Wednesday 22 September 1999

Leslie Charteris: The Last Hero (1930)

Alternative title: The Saint Closes the Case
Edition:  Pan, 1961
Review number: 332

This, the second published volume in the Saint series proper, is the first full length novel in which he is the central character, and can perhaps make a better claim to be literature than anything else Charteris ever wrote.

How does The Last Hero differ from other Saint books and, indeed, set itself apart from the thirties thriller in general? The character of Simon Templar is not as central as usual, and Charteris manages to differentiate four different "good guys" and two "bad guys", none of them wholly stereotypical. (Compare this to, say, Dornford Yates, whose characters consist of one good guy and one bad guy, in male and female modes.) The book is very carefully constructed, leading up to one of the best-constructed surprise endings of any thriller ever written.

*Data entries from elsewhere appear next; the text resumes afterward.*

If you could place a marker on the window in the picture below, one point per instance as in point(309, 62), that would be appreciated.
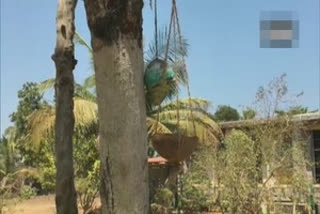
point(316, 146)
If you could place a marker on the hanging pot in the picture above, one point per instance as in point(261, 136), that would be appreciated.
point(173, 147)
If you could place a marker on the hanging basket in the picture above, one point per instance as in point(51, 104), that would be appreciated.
point(174, 148)
point(158, 82)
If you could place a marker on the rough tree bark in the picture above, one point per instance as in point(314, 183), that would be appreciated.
point(116, 38)
point(66, 199)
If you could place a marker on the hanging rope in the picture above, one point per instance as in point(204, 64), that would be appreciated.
point(156, 27)
point(184, 63)
point(174, 26)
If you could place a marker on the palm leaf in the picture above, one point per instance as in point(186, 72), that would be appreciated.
point(84, 93)
point(78, 39)
point(186, 103)
point(205, 133)
point(41, 123)
point(154, 128)
point(206, 129)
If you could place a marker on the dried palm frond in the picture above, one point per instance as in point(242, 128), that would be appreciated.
point(154, 128)
point(206, 129)
point(186, 103)
point(41, 122)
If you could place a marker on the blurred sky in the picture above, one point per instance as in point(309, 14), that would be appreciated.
point(225, 62)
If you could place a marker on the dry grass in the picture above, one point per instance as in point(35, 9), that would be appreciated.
point(36, 205)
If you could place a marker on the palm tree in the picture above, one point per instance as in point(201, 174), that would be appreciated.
point(85, 107)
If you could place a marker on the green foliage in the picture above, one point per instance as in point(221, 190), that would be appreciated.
point(293, 110)
point(87, 188)
point(30, 100)
point(163, 200)
point(226, 113)
point(27, 192)
point(198, 189)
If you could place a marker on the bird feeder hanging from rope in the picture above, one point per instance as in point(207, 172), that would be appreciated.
point(175, 147)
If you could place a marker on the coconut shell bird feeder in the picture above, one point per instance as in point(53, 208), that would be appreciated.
point(175, 147)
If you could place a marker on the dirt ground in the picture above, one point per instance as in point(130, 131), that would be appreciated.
point(36, 205)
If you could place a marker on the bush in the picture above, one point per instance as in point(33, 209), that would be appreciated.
point(27, 192)
point(162, 201)
point(88, 188)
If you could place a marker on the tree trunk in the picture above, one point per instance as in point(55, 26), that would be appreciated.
point(66, 199)
point(116, 33)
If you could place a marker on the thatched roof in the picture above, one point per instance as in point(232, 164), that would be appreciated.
point(309, 120)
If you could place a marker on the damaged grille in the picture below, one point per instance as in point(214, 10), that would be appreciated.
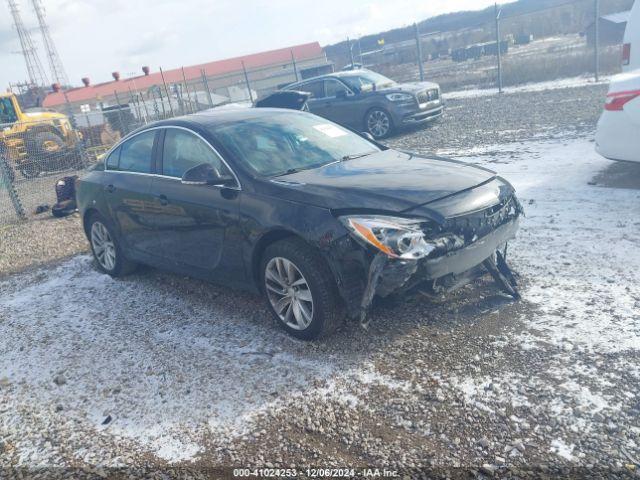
point(461, 231)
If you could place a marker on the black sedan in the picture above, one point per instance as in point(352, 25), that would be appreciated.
point(317, 217)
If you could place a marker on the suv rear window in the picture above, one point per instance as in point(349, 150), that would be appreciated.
point(316, 89)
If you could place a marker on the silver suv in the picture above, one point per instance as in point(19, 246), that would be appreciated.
point(362, 99)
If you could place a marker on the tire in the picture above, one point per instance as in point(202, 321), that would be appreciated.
point(313, 309)
point(378, 123)
point(112, 260)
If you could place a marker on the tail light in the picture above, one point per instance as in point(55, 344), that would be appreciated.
point(626, 54)
point(617, 101)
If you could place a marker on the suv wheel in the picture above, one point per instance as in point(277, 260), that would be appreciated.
point(300, 289)
point(106, 249)
point(378, 123)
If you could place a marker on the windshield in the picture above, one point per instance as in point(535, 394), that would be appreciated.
point(288, 142)
point(367, 80)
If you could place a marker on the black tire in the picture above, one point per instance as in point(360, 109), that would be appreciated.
point(378, 122)
point(327, 312)
point(121, 266)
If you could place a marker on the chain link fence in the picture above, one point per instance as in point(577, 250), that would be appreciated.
point(545, 44)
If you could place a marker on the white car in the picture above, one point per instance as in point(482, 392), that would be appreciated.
point(618, 134)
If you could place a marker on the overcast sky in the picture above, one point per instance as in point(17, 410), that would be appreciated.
point(97, 37)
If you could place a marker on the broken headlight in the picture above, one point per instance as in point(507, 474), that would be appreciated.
point(396, 237)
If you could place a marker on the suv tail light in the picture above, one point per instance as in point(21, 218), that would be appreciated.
point(617, 101)
point(626, 54)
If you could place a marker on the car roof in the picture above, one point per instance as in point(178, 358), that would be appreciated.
point(216, 116)
point(341, 74)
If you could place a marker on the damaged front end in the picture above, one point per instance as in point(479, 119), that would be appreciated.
point(441, 253)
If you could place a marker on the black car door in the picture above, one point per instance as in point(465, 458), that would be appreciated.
point(341, 104)
point(128, 175)
point(193, 221)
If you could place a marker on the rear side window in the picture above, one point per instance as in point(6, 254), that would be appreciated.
point(113, 160)
point(136, 154)
point(333, 87)
point(184, 150)
point(316, 89)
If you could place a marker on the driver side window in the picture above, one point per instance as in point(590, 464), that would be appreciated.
point(184, 150)
point(333, 87)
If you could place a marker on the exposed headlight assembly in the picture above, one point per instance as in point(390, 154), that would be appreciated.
point(400, 238)
point(399, 97)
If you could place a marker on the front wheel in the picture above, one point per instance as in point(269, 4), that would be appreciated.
point(300, 289)
point(378, 123)
point(106, 250)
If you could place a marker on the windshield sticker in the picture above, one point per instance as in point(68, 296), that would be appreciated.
point(330, 130)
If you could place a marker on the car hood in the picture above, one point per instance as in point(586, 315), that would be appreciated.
point(389, 181)
point(413, 87)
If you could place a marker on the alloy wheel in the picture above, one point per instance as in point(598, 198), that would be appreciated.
point(103, 245)
point(289, 293)
point(378, 123)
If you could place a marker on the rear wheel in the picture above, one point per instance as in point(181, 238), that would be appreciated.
point(300, 289)
point(378, 123)
point(106, 249)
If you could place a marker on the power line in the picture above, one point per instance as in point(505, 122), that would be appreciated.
point(35, 71)
point(58, 73)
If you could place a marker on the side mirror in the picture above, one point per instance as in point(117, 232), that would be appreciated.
point(368, 136)
point(206, 174)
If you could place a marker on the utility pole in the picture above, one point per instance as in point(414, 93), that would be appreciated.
point(29, 52)
point(58, 73)
point(499, 47)
point(597, 40)
point(419, 51)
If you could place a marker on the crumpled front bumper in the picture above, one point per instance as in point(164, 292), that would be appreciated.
point(361, 276)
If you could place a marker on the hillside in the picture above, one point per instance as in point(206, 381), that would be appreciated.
point(539, 17)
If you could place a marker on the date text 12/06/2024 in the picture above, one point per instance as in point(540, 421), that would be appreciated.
point(314, 473)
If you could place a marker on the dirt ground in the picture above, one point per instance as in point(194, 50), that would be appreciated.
point(158, 374)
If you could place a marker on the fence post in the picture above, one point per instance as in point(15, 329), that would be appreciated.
point(295, 67)
point(419, 51)
point(206, 86)
point(499, 47)
point(246, 79)
point(597, 40)
point(166, 91)
point(186, 87)
point(80, 146)
point(350, 51)
point(7, 177)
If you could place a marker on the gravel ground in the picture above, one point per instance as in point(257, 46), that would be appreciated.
point(40, 241)
point(181, 377)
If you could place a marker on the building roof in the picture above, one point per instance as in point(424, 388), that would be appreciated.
point(219, 67)
point(619, 17)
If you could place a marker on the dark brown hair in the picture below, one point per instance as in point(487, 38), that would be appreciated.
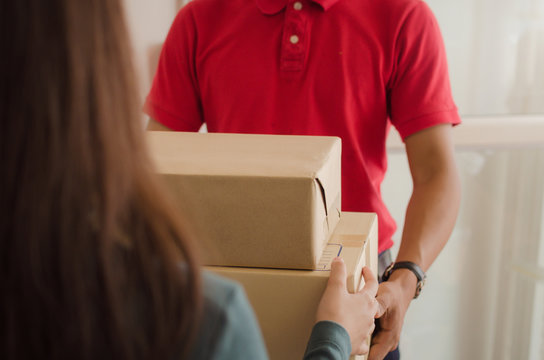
point(94, 262)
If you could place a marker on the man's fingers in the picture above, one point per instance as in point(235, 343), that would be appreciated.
point(338, 274)
point(382, 306)
point(380, 347)
point(378, 351)
point(371, 283)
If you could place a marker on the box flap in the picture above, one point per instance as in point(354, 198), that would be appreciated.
point(240, 154)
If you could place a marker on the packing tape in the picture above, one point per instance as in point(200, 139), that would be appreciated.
point(351, 240)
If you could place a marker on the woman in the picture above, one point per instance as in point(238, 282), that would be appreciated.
point(95, 262)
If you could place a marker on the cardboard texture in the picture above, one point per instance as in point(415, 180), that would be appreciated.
point(259, 200)
point(285, 301)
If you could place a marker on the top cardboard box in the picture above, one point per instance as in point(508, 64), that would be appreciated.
point(258, 200)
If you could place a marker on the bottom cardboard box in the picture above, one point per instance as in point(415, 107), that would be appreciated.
point(285, 301)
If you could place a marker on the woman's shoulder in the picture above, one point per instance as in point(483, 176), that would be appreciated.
point(228, 328)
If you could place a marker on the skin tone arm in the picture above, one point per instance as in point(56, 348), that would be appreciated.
point(355, 312)
point(154, 125)
point(430, 218)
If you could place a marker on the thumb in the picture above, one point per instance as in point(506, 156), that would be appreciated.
point(371, 283)
point(338, 274)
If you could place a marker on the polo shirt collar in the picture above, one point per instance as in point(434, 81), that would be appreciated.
point(271, 7)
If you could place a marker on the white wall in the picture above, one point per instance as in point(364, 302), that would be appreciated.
point(148, 23)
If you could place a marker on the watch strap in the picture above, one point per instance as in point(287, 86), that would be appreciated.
point(413, 267)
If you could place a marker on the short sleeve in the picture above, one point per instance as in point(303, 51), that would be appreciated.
point(174, 96)
point(328, 341)
point(419, 89)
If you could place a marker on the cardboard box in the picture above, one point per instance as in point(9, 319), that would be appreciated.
point(285, 301)
point(260, 200)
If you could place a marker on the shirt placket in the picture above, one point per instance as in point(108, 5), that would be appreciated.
point(295, 39)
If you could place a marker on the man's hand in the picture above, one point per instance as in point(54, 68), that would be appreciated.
point(393, 297)
point(355, 312)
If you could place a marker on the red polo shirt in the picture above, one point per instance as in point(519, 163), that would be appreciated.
point(347, 68)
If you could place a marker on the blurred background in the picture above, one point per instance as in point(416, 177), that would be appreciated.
point(484, 298)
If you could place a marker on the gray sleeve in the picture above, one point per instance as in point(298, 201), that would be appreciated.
point(328, 341)
point(242, 338)
point(228, 328)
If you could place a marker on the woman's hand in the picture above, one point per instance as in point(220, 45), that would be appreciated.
point(355, 312)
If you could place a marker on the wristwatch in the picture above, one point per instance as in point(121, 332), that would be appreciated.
point(418, 272)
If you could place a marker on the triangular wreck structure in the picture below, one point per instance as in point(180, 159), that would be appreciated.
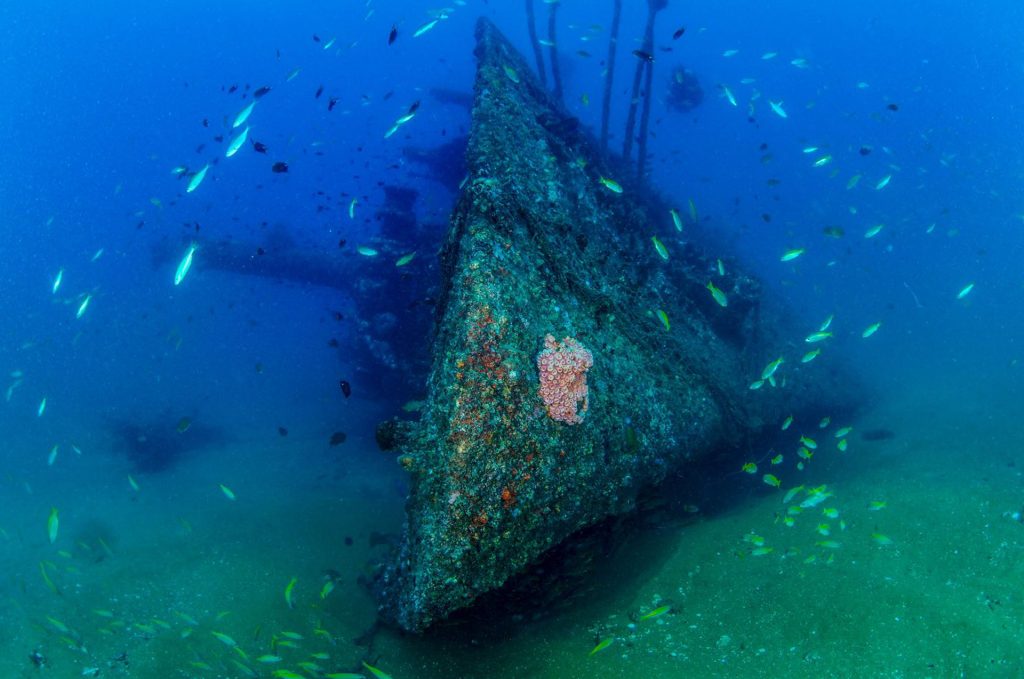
point(577, 362)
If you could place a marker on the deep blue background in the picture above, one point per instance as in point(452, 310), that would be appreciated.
point(100, 102)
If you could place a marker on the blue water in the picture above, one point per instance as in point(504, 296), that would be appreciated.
point(101, 101)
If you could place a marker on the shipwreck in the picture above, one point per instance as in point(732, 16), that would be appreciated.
point(584, 347)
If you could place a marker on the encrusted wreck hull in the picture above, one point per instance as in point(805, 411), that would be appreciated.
point(539, 245)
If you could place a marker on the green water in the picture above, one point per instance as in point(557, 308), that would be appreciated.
point(182, 560)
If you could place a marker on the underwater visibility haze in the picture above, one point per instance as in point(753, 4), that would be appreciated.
point(539, 338)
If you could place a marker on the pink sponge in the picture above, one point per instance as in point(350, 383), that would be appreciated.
point(563, 378)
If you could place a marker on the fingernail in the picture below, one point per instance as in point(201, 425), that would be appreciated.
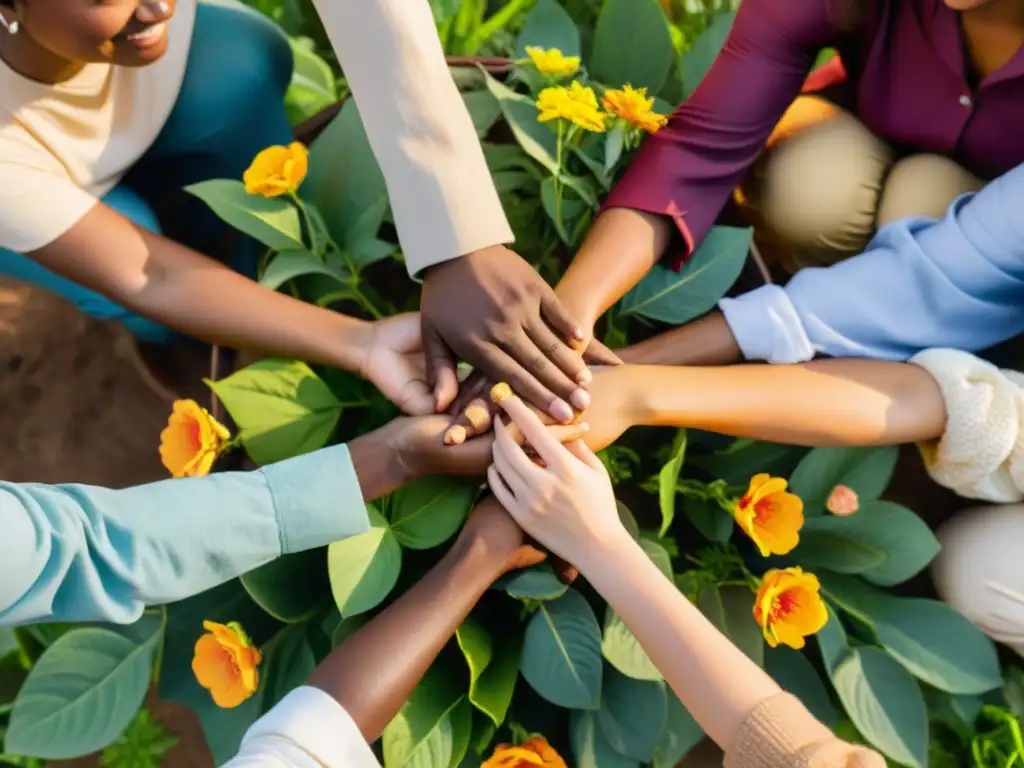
point(456, 435)
point(560, 410)
point(581, 398)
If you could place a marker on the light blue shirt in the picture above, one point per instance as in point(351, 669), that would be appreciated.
point(76, 553)
point(956, 282)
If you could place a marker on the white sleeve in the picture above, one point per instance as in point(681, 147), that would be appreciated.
point(306, 729)
point(981, 453)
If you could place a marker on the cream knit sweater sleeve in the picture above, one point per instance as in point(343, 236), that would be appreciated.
point(981, 454)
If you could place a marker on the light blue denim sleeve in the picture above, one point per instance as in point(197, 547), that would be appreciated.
point(76, 553)
point(956, 282)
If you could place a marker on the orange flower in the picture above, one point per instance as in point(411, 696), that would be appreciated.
point(788, 607)
point(532, 752)
point(225, 664)
point(278, 170)
point(770, 516)
point(190, 440)
point(634, 105)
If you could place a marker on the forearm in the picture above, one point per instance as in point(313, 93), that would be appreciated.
point(375, 670)
point(621, 248)
point(832, 402)
point(718, 684)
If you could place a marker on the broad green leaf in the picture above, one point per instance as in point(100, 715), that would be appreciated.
point(290, 264)
point(590, 748)
point(561, 654)
point(681, 734)
point(81, 694)
point(539, 583)
point(549, 26)
point(697, 60)
point(282, 408)
point(632, 45)
point(364, 568)
point(886, 705)
point(273, 221)
point(288, 662)
point(792, 670)
point(428, 512)
point(667, 479)
point(633, 715)
point(865, 470)
point(885, 543)
point(679, 297)
point(731, 609)
point(291, 588)
point(422, 734)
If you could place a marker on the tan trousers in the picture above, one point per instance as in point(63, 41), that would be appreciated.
point(825, 183)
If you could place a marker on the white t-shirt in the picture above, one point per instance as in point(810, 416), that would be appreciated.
point(306, 729)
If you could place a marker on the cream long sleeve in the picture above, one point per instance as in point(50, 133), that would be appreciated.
point(442, 196)
point(981, 453)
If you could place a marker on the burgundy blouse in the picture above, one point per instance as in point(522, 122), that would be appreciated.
point(906, 65)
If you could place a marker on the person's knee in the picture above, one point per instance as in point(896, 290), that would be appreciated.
point(818, 189)
point(978, 573)
point(924, 185)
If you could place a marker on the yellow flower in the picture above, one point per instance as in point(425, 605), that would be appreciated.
point(553, 61)
point(788, 607)
point(532, 752)
point(576, 103)
point(190, 440)
point(770, 516)
point(225, 664)
point(633, 104)
point(278, 170)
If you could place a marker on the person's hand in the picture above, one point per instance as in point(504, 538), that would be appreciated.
point(393, 361)
point(492, 309)
point(567, 505)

A sombre mood prevails throughout, and this is perhaps motivated by the choice of subject matter.

The Last Hero is in fact an anti-war novel, in which Templar and his followers are not just trying to prevent a newly invented devastating weapon from falling into the wrong hands (as in Buchan) but into any hands, the British government included. Instead of a light hearted adventure for the fun of it - the characteristic nature of most of the Saint stories - this is deadly serious.